竜馬も釣りこまれて苦笑した。竜馬は兵庫や大阪でものの値段と海外市場をできるだけしらべ、国際市場でなにがもうかるかを考えていた。するめや椎茸の値段を知ることが、かれの尊王攘夷論であた。
「米でもよろしい」
と竜馬はいった。
「なるほど貴藩は、水田がすくなく、米を上海で売るほどにはござるまいが、たとえばここに船があるとすれば、奥州の津軽藩や庄内藩からありあまった米を買いとり、上海相場を長崎でしらべて巧みに売りだせば、大利を博することができる。それらの利潤でもって上海の兵器商人から、大砲、軍艦、機械を買いとれば、薩摩藩は単に七十余万石の一諸侯ではなく、東洋の富国になり申そう。その富国強兵策をもって攘夷の実力を養う。百の空論よりも、一のするめが肝要である」
この時期、幕府は、よく知られているように、開国により諸外国との通商に乗り出しながら、諸藩に対しては、従来どおりの鎖国令により、貿易・通商を幕府の独占事業とする方針をとっていた。こうした動きに対し、薩摩藩は危機感を抱いていた。
この竜馬の提案に対し、薩摩藩家老、小松帯刀は竜馬たちを後援することを表明。竜馬は、薩摩藩が竜馬たちの「浪人団体」の大株主になることを提案する。
「坂本さん」
と小松帯刀は身を乗りだした。
「足下の案を言うてくだされ。われわれ薩人には、人を信ずればその行蔵(出所進退)のすべてを信ず、という風習がござる。坂本さんのなさることなら、わが薩摩藩の力をおよぶかぎり後援したい」
「されば」
と、竜馬は例の浪人会社の一件を言い、薩摩藩をもって大株主になってくれ、いや、なるべきである、と説いた。
「ここに一大海上藩を出現せしめるんじゃ」(文集文庫 第五巻 pp.313- 317)

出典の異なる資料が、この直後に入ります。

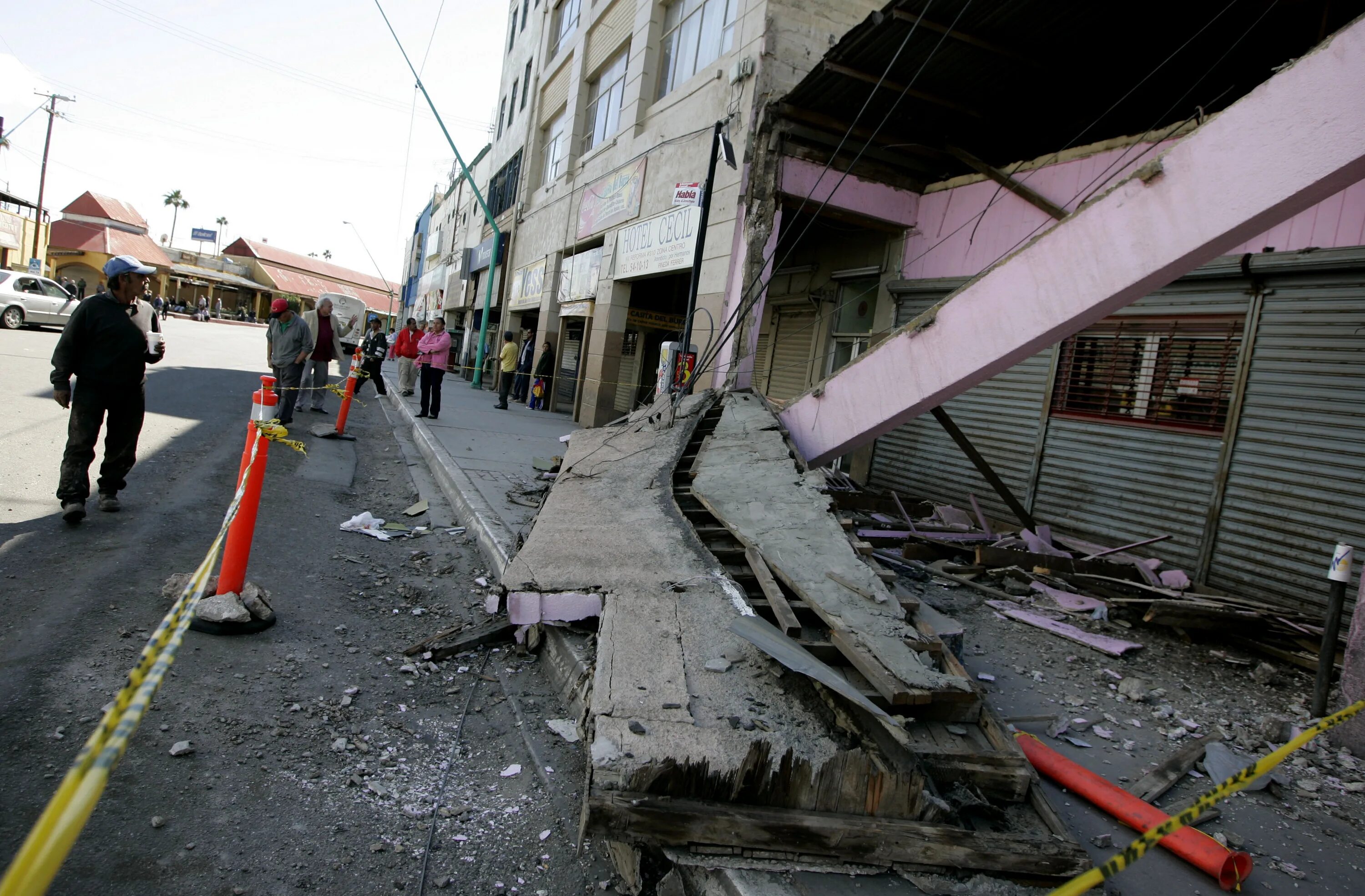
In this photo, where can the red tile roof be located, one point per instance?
(86, 237)
(268, 253)
(96, 205)
(313, 286)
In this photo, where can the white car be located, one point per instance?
(29, 301)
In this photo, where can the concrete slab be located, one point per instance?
(329, 461)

この三者の会談後、神戸海軍塾の浪人塾生たちは薩摩藩により保護されることになる:
西郷は、竜馬が辞し去ったあと、家老小松帯刀と相談して、こんど解散になる神戸海軍塾の浪人塾生たちのために大阪の薩摩藩邸の一棟をあけて収容し、あくまでも薩摩藩が保護してゆく、という方針をきめ、宿舎になる大阪藩邸に対してはさっそく準備させる・・(文集文庫 第五巻 p.323)

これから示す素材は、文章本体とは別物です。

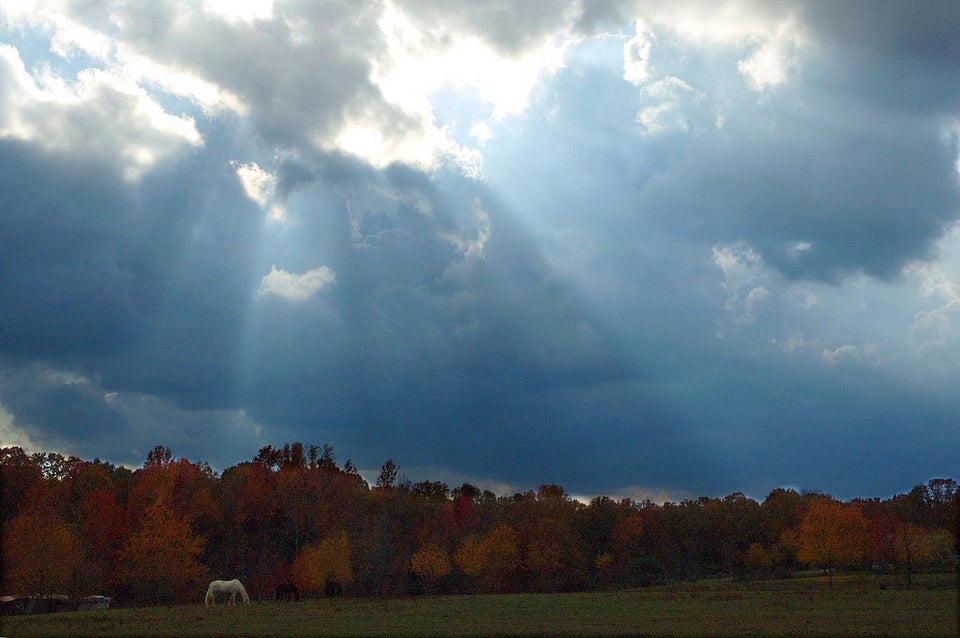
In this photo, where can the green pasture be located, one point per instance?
(856, 606)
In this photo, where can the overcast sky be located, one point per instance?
(647, 249)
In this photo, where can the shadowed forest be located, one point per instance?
(160, 533)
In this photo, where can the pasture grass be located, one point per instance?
(856, 606)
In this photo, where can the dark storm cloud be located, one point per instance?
(693, 281)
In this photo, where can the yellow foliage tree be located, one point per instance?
(491, 559)
(326, 562)
(39, 554)
(161, 559)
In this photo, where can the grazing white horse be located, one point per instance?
(232, 587)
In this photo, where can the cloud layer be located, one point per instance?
(632, 248)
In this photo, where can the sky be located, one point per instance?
(635, 248)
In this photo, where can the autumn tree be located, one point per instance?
(39, 554)
(161, 558)
(914, 546)
(326, 563)
(491, 559)
(430, 563)
(101, 537)
(18, 473)
(554, 558)
(831, 535)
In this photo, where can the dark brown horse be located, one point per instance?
(286, 591)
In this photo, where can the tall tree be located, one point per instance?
(161, 558)
(39, 554)
(832, 534)
(327, 563)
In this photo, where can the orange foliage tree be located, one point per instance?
(490, 560)
(430, 563)
(324, 564)
(161, 559)
(831, 535)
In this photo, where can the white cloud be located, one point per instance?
(636, 55)
(260, 186)
(296, 288)
(97, 114)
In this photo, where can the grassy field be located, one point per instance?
(800, 607)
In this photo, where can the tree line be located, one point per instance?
(159, 533)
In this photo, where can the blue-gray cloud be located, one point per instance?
(726, 269)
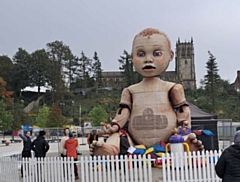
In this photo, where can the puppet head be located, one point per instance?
(151, 52)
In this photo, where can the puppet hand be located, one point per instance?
(185, 123)
(108, 128)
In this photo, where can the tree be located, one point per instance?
(98, 115)
(55, 117)
(4, 94)
(211, 80)
(42, 119)
(6, 118)
(97, 72)
(85, 68)
(21, 72)
(127, 68)
(58, 54)
(6, 70)
(39, 69)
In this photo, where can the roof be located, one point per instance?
(197, 113)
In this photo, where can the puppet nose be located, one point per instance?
(148, 61)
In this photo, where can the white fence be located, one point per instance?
(106, 169)
(190, 167)
(9, 169)
(187, 167)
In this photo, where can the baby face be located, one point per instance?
(151, 55)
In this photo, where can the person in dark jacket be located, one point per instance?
(26, 152)
(228, 165)
(40, 146)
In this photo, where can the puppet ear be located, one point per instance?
(171, 55)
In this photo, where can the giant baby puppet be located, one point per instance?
(153, 107)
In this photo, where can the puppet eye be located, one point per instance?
(140, 54)
(157, 53)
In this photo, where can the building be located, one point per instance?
(184, 69)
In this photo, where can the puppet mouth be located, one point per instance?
(149, 67)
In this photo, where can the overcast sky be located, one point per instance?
(108, 27)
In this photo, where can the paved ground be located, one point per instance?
(14, 148)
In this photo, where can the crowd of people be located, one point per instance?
(69, 146)
(227, 167)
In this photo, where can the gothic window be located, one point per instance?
(183, 52)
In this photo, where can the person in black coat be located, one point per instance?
(228, 165)
(26, 152)
(40, 146)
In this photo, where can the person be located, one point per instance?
(153, 107)
(26, 151)
(40, 146)
(71, 145)
(63, 140)
(228, 165)
(92, 136)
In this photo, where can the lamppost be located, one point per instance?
(80, 124)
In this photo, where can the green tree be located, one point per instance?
(21, 72)
(6, 118)
(98, 115)
(211, 80)
(127, 68)
(6, 70)
(39, 69)
(84, 71)
(42, 119)
(56, 118)
(97, 72)
(58, 54)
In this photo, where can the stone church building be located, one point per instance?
(184, 69)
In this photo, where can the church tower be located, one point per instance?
(184, 64)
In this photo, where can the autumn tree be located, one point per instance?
(98, 115)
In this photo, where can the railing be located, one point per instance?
(187, 167)
(9, 169)
(106, 169)
(190, 167)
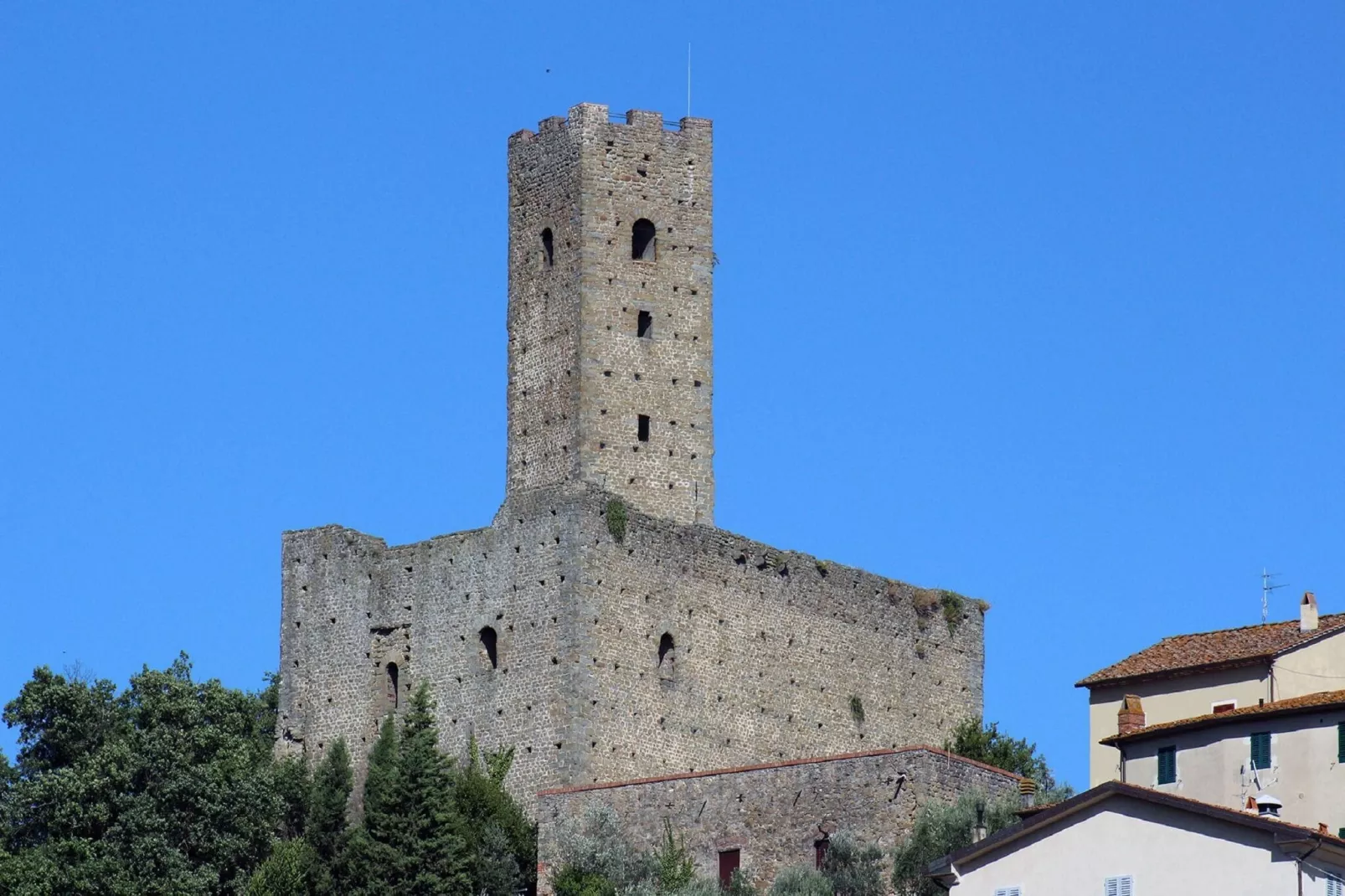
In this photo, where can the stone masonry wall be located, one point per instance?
(775, 814)
(581, 372)
(774, 653)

このながれ、随分、NHKの「龍馬伝」とは異なる展開になっているのではないだろうか。史実は、どうであったのかは、私は知らない。しかし、司馬版「竜馬がゆく」で描かれている流れが、私は好きだ。さらに言うなら、「龍馬伝」の龍馬は、過小評価されているのではないか、と思ってしまう。
龍馬一行、長崎へ: NHKの「龍馬伝」では、冒頭のNHKあらすじにも記述されているよう、薩摩に向かっている竜馬達が「たまたま」長崎に立ち寄るような筋書きになっている。が、しかし、司馬版「竜馬がゆく」では、まず薩摩に、そして長崎に向かう。旅の最終的な目的地は、明らかに長崎となっている。

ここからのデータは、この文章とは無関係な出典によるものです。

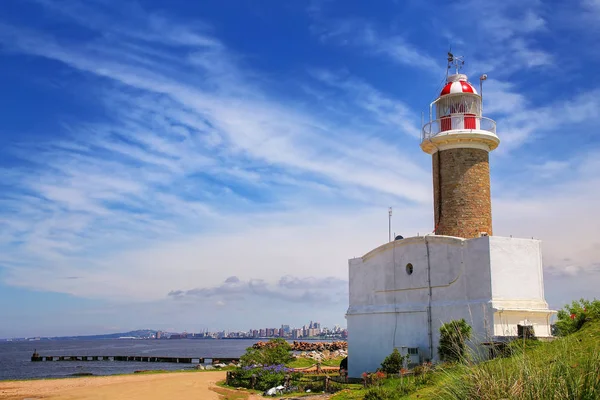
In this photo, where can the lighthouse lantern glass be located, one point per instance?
(458, 104)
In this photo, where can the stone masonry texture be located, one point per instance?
(461, 192)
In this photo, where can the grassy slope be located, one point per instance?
(540, 371)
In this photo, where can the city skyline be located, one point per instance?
(201, 164)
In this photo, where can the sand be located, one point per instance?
(189, 385)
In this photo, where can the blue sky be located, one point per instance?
(213, 165)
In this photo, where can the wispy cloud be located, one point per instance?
(307, 290)
(200, 169)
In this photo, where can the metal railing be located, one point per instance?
(461, 122)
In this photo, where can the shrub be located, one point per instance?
(264, 377)
(393, 363)
(277, 351)
(453, 336)
(572, 316)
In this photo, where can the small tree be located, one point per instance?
(393, 363)
(572, 316)
(275, 352)
(453, 336)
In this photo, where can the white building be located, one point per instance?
(403, 291)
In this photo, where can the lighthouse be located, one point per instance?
(460, 140)
(402, 292)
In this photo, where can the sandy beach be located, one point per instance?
(130, 387)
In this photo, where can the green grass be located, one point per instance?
(567, 368)
(306, 362)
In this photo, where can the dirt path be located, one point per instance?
(125, 387)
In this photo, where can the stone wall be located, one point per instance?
(461, 190)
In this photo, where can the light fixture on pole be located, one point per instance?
(390, 223)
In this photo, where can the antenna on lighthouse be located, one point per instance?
(455, 61)
(390, 223)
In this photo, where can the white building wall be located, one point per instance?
(388, 307)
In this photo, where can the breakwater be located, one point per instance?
(308, 346)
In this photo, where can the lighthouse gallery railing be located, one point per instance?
(461, 122)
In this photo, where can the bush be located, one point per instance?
(453, 336)
(393, 363)
(381, 394)
(276, 352)
(573, 316)
(264, 377)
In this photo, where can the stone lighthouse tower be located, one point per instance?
(459, 140)
(403, 291)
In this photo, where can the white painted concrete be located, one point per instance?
(494, 283)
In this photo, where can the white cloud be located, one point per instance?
(200, 174)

そのあたりに関連する部分を「竜馬がゆく」の記述を抜粋してみよう:
竜馬は、鹿児島へゆくために大阪天保山沖から、薩摩藩の汽船胡蝶丸に乗った。(竜馬の)手帳によると、
四月廿五日 阪(大阪)ヲ発ス
五月一日、げいふ(鹿児島)ニ至ル
とある。
この船には薩摩藩家老小松帯刀、西郷吉之助が同乗していた。むろん陸奥陽之助ら竜馬の同志も全員この船に乗っている。いや、乗っているどころか、船を運転していた。(文集文庫 第六巻 pp.44-45)
そして、薩摩到着後の様子。ここでは、薩摩への上陸は竜馬のみ許される:
--いや、全員の入国はこまりもす。
と薩摩の国役人にいわれたため竜馬はやむなく旧神戸塾の同志一同を胡蝶丸の船内に起居させ、自分だけは西郷ら薩摩人につきそわれて上陸した。(文集文庫 第六巻 p.51)
薩摩に上陸した竜馬は、まず西郷の家を宿舎とし、その数日後、家老小松帯刀の屋敷に移る:
その日から竜馬は、家老小松帯刀の屋敷を宿所とあてられた。
ここでかれは、つぎつぎに訪ねてくる藩の要路の者や有志に会い、竜馬の入薩の最大目的である海軍会社建設のことを説いた。
「平時は、商売ですらァ」
といった。このことは、元来密貿易熱心なこの藩の役人にひどく魅力的だった。
「長崎に根拠地を置き、内国貿易では長崎大阪のあいだを往復し、密貿易にあたっては長崎と上海間を往復する。往復するだけで莫大な利益になります」(文集文庫 第六巻 p.60)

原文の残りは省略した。